Bernhard Wiesner died in March aged 62 in a motorbike accident in Mallorca, his chosen retirement refuge.
Wiesner was one of the European pension sector’s most active participants, an important promoter of cross-border pensions and a pioneer in modernising occupational pension systems.
After studying law, Wiesner joined Bosch, the German industrial multinational, in 1985 as an employment lawyer. In 1991, he went on to head the department for company benefit plans. In 2002, Bosch set up the first Pensionsfonds for a German industrial company and Wiesner became its chief executive.
He joined the board of aba, the German occupational pension association, in 2003.
Apart from his roles at Bosch and aba, Wiesner also acted as an employer representative on the committee for occupational pensions of the German employer association, the BDA.
He was the first employer representative on EIOPA’s Occupational Stakeholder Group (OPSG).
On behalf of aba, chairman Heribert Karch issued a condolence note on the “tragic accident” and expressed “deepest sympathy” to Wiesner’s family.
“We are grateful to Bernhard Wiesner’s enormous commitment to the idea of occupational retirement provision,” Karch said.
In 2015, Wiesner announced his retirement after more than a quarter of a century in pensions. While he kept his responsibilities at aba initially, Karch said Wiesner was planning to step down in May this year.
Wiesner was the brains behind restructuring the pension plans at Bosch by making payouts more flexible. He described it to IPE in 2015 as “a modern, high-performance occupational concept.… that can weather future challenges”.

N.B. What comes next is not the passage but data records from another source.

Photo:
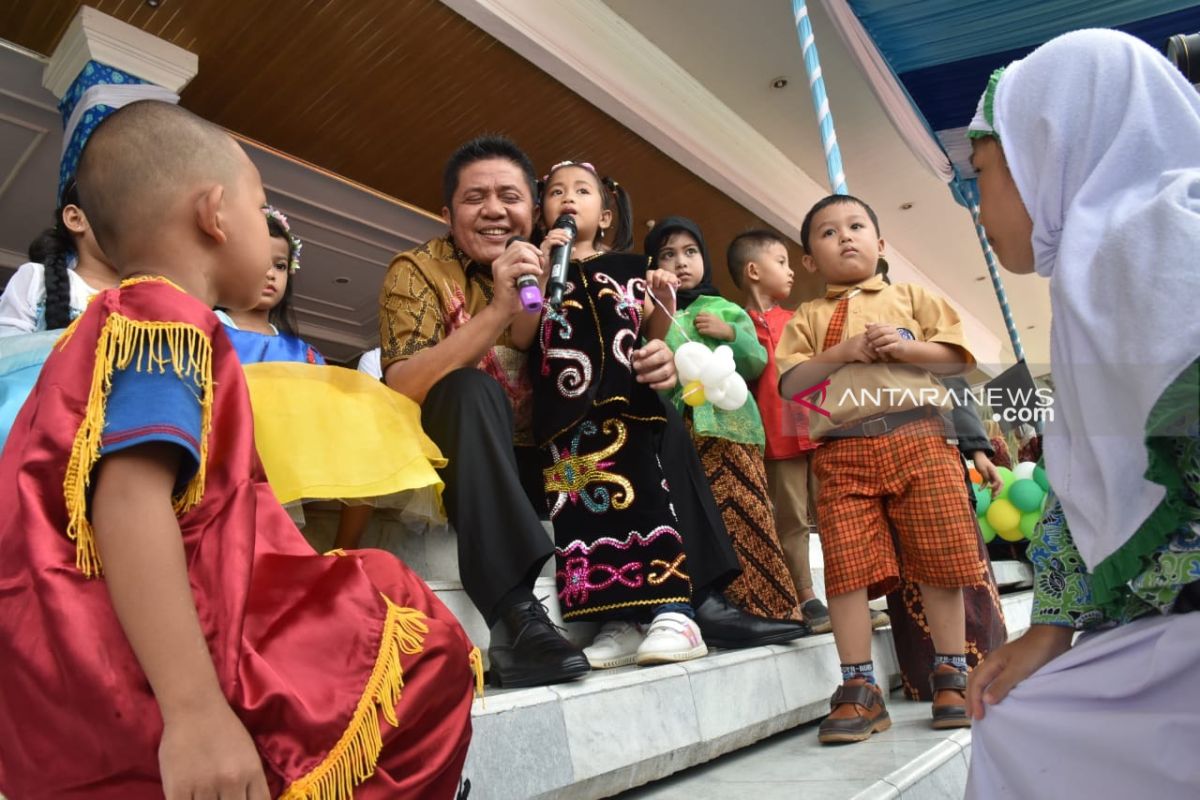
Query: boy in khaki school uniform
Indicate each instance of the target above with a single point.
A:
(885, 459)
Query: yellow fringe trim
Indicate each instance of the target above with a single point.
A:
(477, 666)
(123, 343)
(353, 758)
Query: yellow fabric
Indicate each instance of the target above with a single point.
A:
(354, 757)
(432, 290)
(149, 346)
(334, 433)
(904, 305)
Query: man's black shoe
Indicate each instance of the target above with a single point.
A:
(527, 650)
(725, 625)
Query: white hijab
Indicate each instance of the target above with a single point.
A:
(1102, 134)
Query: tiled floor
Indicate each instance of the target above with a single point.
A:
(795, 765)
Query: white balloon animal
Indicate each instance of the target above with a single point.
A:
(715, 371)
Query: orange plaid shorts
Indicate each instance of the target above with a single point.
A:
(910, 480)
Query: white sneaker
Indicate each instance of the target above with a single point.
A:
(672, 637)
(616, 645)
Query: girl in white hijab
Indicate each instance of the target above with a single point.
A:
(1089, 161)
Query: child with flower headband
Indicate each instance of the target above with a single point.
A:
(268, 331)
(1087, 154)
(618, 549)
(328, 433)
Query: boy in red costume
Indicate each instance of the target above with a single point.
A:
(167, 629)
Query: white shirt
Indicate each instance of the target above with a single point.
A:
(23, 302)
(369, 362)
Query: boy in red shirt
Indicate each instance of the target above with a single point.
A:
(757, 262)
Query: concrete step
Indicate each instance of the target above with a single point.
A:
(909, 761)
(618, 729)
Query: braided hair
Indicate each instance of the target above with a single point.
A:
(54, 248)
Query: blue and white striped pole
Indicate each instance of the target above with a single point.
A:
(820, 100)
(971, 193)
(838, 175)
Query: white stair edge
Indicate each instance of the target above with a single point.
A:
(615, 731)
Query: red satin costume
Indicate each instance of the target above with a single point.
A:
(349, 674)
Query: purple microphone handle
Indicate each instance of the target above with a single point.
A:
(531, 296)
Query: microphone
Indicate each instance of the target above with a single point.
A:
(527, 284)
(559, 257)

This is viewed as spawning what became the Betriebsrentenstärkungsgesetz, Germany’s proposed pension law, which is set to introduce a form of defined contribution provision to the country.
At the 2016 IPE Awards in Berlin, Wiesner was awarded with the Gold Award for Outstanding Industry Contribution.
One judge commented: “An impressive record and outstanding career, creating a pioneering role for the Bosch scheme in Germany and Europe.”
Wiesner was never shy to discuss his ideas. For IPE, he was an important partner in understanding German pensions, promoting new concepts and cross-border pensions.
In a post-retirement interview with IPE at the end of 2015, he said: “A lot has already been done in Germany to bring occupational pensions up to date but there is still very much to do. I am an optimist and in this role I have contributed my fair share.”
IPE expresses its deepest sympathies to Wiesner’s family, friends and colleagues.